Vista Speech Recognition Goes Awry
An anonymous reader writes "It seems even MSNBC is willing to take a jab on those rare occasions when Microsoft products don't work. During a demo of Vista's speech recognition technology, Vista couldn't differentiate between mom and aunt, and all attempts to rectify the problem just made it worse. Wait until you see what it spat out, I think we have a new 'All your base.' Don't you just love Microsoft's live demonstrations?"
Reminds me of the Roald Dahl short story about the ant-eater who ate someone's aunt because their accent rendered the two words the same.
I can't remember what the story was called.
the layman's guide to computer science
It's just a one-time thing.
I mean, it's not like they have a reputation for releasing half-assed code that's been hyped up through marketing to the point that it will never perform as advertised.
And it's not like this is a company that is having image problems due to its monopolistic nature.
Or headed by an infamous ragaholic with a history of intolerance towards free standards.
Nope, I'm sure that this is just an accident by a company that spends its off hours petting little baby chickens and bunnies.

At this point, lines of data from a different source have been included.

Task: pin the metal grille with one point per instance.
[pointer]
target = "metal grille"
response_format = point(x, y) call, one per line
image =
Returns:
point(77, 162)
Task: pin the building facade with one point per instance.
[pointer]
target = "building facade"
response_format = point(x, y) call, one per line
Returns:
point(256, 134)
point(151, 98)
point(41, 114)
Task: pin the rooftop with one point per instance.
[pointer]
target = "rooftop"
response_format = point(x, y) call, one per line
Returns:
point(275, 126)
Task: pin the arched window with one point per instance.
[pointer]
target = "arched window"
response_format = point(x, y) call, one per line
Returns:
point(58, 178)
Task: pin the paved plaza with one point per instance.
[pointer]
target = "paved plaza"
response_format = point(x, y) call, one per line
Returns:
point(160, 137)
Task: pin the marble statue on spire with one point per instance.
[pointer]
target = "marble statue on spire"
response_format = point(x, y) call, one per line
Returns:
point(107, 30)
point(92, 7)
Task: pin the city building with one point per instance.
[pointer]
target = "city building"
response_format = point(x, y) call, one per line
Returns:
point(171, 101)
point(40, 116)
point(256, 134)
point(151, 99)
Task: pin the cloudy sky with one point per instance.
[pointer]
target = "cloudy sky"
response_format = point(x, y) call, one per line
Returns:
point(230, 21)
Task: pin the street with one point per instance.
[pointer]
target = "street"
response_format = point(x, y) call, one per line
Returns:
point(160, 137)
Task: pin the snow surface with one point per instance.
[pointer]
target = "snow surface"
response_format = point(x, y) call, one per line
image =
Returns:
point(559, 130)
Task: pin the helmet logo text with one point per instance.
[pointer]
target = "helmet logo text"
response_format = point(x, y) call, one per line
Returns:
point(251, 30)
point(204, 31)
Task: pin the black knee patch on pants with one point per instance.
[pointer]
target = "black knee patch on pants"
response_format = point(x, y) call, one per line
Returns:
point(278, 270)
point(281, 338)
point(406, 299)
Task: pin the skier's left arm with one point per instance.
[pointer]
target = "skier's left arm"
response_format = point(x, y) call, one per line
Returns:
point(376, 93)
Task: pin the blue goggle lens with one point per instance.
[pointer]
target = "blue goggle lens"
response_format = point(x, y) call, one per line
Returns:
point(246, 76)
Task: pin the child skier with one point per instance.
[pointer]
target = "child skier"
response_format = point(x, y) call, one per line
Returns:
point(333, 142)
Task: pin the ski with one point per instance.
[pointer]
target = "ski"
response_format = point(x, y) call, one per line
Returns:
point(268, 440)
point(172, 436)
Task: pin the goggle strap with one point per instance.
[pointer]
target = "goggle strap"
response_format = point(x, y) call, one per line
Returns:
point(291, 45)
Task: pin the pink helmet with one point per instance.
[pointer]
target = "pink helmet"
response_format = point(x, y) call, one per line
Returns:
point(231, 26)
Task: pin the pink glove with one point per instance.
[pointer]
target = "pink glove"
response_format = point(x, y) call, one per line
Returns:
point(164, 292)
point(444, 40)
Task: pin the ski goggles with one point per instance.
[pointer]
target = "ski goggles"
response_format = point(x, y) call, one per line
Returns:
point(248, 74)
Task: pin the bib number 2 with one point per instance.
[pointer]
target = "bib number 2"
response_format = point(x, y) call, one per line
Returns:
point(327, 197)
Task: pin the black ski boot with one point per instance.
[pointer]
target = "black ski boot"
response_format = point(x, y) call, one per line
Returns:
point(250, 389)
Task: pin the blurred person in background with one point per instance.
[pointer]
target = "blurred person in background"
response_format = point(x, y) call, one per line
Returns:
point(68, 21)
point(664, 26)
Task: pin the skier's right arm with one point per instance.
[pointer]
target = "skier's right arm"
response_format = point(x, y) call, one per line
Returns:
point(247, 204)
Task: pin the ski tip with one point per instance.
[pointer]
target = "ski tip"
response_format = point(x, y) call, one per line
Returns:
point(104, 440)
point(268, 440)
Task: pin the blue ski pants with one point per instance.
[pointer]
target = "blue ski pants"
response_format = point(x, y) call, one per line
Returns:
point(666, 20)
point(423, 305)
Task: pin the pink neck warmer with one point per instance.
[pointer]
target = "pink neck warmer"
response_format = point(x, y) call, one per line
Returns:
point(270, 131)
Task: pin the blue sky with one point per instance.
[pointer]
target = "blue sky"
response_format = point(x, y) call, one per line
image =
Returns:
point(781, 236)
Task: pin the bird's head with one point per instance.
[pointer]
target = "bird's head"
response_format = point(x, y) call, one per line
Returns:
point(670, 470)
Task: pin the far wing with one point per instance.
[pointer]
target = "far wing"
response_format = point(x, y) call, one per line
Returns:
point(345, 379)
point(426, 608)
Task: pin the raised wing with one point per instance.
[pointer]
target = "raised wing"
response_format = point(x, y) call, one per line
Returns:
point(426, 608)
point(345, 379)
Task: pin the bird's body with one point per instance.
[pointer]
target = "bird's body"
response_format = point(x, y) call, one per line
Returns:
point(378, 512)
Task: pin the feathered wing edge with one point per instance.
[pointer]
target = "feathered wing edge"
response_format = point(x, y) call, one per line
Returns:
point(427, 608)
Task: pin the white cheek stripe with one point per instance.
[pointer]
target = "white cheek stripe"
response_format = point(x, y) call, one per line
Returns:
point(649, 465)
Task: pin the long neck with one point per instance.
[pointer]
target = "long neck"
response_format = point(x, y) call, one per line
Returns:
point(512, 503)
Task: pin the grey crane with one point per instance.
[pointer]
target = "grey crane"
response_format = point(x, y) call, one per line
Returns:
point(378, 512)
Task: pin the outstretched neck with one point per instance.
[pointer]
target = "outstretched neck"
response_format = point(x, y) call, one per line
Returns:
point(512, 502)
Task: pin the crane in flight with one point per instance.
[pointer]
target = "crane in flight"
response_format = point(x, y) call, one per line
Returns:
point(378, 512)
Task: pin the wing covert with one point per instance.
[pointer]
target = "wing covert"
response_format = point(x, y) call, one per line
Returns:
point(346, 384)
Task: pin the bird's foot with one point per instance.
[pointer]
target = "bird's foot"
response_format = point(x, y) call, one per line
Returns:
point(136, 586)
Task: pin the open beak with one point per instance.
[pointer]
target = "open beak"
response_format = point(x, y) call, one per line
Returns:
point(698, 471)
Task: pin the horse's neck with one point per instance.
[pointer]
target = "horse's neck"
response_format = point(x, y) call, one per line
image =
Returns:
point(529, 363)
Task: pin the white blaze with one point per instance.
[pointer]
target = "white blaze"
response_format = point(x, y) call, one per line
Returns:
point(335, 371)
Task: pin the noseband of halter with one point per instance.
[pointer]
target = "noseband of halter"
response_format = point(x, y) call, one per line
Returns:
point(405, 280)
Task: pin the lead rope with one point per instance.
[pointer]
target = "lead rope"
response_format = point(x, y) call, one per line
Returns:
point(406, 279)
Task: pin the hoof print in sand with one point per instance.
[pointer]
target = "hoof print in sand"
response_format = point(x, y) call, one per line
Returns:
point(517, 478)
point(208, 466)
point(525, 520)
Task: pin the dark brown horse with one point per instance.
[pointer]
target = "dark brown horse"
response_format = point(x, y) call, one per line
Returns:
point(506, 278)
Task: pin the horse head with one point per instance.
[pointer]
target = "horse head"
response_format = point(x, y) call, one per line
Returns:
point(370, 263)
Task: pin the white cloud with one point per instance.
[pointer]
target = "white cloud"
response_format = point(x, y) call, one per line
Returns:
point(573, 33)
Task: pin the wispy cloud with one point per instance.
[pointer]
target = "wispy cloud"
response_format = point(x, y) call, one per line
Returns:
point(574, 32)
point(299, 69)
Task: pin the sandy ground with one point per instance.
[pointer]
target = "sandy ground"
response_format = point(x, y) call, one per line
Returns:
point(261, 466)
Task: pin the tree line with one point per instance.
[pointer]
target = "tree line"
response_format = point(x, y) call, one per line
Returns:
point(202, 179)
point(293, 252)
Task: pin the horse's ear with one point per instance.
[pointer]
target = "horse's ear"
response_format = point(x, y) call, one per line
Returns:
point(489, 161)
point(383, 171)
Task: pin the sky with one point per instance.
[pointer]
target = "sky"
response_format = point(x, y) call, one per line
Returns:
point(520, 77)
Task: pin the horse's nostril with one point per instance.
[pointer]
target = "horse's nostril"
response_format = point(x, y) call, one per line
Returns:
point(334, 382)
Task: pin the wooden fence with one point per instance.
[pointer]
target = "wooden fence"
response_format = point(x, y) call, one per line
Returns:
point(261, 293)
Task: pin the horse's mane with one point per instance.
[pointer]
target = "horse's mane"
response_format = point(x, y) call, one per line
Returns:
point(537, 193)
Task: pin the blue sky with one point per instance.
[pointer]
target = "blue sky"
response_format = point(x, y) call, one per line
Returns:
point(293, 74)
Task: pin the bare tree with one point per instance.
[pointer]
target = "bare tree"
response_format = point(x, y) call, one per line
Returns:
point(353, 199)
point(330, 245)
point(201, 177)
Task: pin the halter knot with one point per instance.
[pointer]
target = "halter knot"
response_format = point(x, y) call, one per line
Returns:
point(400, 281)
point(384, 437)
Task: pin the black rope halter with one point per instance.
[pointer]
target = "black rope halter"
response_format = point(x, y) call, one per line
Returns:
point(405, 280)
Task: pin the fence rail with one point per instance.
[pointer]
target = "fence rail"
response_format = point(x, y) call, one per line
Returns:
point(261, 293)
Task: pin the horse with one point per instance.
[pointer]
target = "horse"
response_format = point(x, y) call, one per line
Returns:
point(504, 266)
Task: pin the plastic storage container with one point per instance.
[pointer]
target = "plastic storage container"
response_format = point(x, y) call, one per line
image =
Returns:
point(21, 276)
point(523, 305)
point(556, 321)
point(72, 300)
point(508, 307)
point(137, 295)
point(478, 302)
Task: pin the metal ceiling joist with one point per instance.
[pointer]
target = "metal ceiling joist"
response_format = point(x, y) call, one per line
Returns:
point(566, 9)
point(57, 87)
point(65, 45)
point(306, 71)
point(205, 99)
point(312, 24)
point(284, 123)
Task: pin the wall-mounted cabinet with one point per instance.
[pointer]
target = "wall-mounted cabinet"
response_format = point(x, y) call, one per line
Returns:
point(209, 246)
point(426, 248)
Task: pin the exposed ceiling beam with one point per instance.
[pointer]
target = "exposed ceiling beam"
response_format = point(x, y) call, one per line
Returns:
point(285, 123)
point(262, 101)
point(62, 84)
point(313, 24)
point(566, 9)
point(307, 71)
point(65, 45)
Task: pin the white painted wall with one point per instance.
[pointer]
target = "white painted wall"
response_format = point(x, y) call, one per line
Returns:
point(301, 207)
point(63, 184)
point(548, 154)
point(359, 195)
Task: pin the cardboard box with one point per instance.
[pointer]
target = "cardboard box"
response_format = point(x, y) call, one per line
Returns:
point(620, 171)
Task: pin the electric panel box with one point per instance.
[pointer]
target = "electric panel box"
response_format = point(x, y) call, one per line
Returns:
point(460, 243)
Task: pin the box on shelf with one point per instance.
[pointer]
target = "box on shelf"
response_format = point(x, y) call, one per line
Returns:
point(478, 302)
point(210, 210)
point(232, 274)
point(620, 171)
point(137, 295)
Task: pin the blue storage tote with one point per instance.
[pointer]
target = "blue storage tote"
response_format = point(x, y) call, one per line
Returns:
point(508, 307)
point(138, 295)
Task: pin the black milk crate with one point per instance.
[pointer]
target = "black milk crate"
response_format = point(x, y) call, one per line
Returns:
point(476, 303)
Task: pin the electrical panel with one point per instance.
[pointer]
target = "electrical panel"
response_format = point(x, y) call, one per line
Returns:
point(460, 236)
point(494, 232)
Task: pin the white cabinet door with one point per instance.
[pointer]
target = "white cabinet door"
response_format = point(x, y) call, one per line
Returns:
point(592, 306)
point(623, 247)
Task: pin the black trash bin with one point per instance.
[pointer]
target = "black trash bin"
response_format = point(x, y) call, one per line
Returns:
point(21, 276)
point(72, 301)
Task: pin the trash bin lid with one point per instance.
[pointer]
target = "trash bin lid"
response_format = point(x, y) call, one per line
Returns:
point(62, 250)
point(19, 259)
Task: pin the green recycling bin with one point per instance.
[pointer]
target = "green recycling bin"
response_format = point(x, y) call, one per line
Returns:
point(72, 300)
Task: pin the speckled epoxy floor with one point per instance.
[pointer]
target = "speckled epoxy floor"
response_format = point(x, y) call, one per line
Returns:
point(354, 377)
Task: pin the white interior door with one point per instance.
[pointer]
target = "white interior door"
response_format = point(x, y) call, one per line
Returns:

Reminds me of the time when I worked at a computer store and we played with the voice recognition card in a PowerMac floor model. Somebody programmed it so that if someone said "Computer, bite me", it would respond with "Can't bite what's not there". Over time the accuracy of the recognition fell. One day as a salesman was talking to a customer about the computer it misinterpreted something he said and said "Can't bite what's not there". Needless to say that system was wiped and we weren't allowed to play with it anymore.
Yes, once again Microsoft S/W Engineers learn that the more public the demo or the more important the audience, the more likely some will go wrong. It's one of Murphy's laws. Been there. Did that. Barely survived.
Experience is the human quality that enables you to recognize a mistake immediately when you make it again.
Dacap
English -- gotta love it! / The engineers refuse to refuse the rocket until the refuse is removed from the launch pad.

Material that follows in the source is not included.